Similarly, visual storytelling and interactive narratives also rely on foundational narrative structures though stories lack the mathematical precision of music: the hero’s journey, three-act structure. Could these patterns serve as the universal frameworks necessary to establish an interoperable generative storytelling ecosystem? By learning how digital music harnessed these shared standards, we can better understand the potential for generative storytelling to similarly flourish.

“Listen I know it must sound absurd”

So, what does digital music production built on DAWs, VST plugins, open standards, and curated ecosystems offer as a lesson for generative storytelling? It demonstrates clearly how an open yet structured creative environment empowers innovation. In music, even dominant vendors like Steinberg and Native Instruments operate within ecosystems shaped by interoperability and agreed-upon standards. This openness has given creators at every skill level the ability to experiment freely, to mix and match tools, and to scale from casual experimentation to professional mastery.

Generative storytelling, whether through interactive films, animations, or branching narrative games, needs a similar foundation: technical standards to ensure compatibility, open marketplaces that encourage diversity of content, and flexible authoring environments that offer control without restricting creative possibilities.
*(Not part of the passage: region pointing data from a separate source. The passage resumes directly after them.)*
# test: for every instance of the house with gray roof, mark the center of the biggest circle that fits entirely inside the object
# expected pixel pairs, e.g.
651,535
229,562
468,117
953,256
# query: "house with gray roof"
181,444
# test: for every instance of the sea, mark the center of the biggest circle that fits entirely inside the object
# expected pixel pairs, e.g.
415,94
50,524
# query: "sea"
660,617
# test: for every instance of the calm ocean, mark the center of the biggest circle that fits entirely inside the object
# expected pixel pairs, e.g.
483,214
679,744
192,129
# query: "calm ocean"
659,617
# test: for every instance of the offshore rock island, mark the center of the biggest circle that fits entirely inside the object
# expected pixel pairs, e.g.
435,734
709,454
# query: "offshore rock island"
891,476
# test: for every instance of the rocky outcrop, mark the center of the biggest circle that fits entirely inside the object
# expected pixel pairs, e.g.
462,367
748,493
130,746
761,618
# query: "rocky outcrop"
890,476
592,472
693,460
Imagine storytelling plugins as intuitive and interoperable as Kontakt instruments, AI tools as expressive as Noire’s generative note engine, and creative environments as engaging as your favorite DAW interface. If we get this right, creators won't just tell stories: they’ll orchestrate entire narrative experiences, shaping the future of storytelling itself.

“Listen I know it must sound absurd” is a line from this song recorded in 1984. Here’s a clip from that Nick Cave show in 2017 in Brooklyn.

I’m not visible but I’m in the crowd just beyond Nick’s right leg. I can tell you that the fabric of his pants is very nice.